Reinforcements in the shape of other Kampfgruppe were also deployed, including KG Brinkmann, 10th SS, on their way from the east and KG Knaust arriving from the north. The German aim was to contain the British until they had concentrated enough of their forces to destroy the British around Oosterbeek.
But at this stage of the action, immortalised in the famous scene in A Bridge Too Far, it is the armoured assault by Kampfgruppe Graebner over the Rijn bridge, which sticks in the memory. Moving from Elst seven miles to the southwest, Hauptsturmführer Graebner’s SS Aufklärungs Abteilung 9 KG moved off towards Arnhem. Reaching the south ramp of the bridge, Graebner, reputedly commanding from his captured Humber Scout Car, was relying on shock and surprise to carry the attack against the British paratroopers at the north end. Deploying his five heavy Sd.Kfz 234 armoured cars in column at the front, followed by up to eight halftracks mounting machine guns and short barrelled 7.5cm guns, along with a further eight trucks adorned with improvised armour made from sand-filled oil drums, Graebner’s force was initially misidentified by British lookouts as being advanced elements from the XXX Corps. However, the mistake was quickly rectified with a short artillery fire being called down on Graebner’s position. Once up the ramp, the bridge itself was 200m long, and Graebner’s force could expect some protection from the camber of the road and the bridge’s girders before they would be exposed to the full force of the British paratrooper’s fire. Another problem for Graebner’s force was maintaining a constant speed so that gaps in the column would not appear, allowing the vehicles to be isolated and picked off, which was not helped by the wrecks of four trucks that littered the road from the previous evening. Daisy-chain mines had been laid, but these appear to have been fairly ineffective.
With the armoured cars across the bridge and down the northern ramp, the open-topped halftracks now came into view. Firing from elevated positions in the buildings either side of the ramp, the Paras were able to pour fire down onto the occupants, and two 6-pdr anti-tank guns were able to engage them. Halfway down the ramp, one of the leading halftracks tried to reverse, causing a pileup with the following vehicles blocking the road.

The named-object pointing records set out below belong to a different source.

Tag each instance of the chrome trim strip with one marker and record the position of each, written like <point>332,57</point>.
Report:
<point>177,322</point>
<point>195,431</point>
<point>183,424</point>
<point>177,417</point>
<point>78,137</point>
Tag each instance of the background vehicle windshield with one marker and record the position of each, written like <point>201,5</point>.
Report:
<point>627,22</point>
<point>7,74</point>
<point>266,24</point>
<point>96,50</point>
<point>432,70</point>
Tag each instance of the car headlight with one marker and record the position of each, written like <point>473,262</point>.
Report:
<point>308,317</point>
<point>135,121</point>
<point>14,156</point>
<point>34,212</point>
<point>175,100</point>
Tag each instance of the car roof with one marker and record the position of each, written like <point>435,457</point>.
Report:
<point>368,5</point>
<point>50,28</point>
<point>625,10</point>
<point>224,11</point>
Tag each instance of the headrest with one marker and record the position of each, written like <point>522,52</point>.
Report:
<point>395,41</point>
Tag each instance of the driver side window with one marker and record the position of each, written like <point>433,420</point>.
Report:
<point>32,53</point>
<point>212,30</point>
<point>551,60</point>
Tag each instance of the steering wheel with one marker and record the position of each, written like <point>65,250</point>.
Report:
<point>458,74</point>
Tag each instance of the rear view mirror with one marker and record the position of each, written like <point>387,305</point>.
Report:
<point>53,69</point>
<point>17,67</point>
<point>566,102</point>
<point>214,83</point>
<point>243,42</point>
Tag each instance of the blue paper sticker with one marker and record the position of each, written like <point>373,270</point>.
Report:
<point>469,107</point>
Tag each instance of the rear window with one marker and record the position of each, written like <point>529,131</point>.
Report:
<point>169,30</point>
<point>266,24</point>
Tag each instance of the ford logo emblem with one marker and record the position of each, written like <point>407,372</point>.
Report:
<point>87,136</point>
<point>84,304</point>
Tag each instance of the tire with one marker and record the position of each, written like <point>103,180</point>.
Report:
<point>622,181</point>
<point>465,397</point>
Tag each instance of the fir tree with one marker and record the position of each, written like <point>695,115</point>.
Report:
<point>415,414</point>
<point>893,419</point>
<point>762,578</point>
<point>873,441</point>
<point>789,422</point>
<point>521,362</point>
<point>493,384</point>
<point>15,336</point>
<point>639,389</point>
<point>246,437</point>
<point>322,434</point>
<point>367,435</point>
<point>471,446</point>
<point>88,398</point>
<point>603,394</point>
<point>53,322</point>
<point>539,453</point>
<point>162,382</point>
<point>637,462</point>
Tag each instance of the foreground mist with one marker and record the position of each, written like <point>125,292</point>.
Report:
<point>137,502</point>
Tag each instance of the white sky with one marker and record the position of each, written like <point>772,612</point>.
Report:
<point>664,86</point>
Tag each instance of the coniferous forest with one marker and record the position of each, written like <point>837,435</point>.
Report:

With the AFVs and trucks now stalled on the road the paratroopers rained fire down on them with their collection of rifles, automatic weapons and PIATs to cries of ‘Whoa Mohammed’ – their North African campaign battle cry. Graebner was dead, and his attack had stalled with the survivors withdrawing back over the bridge littering the road with burning vehicles and their dead.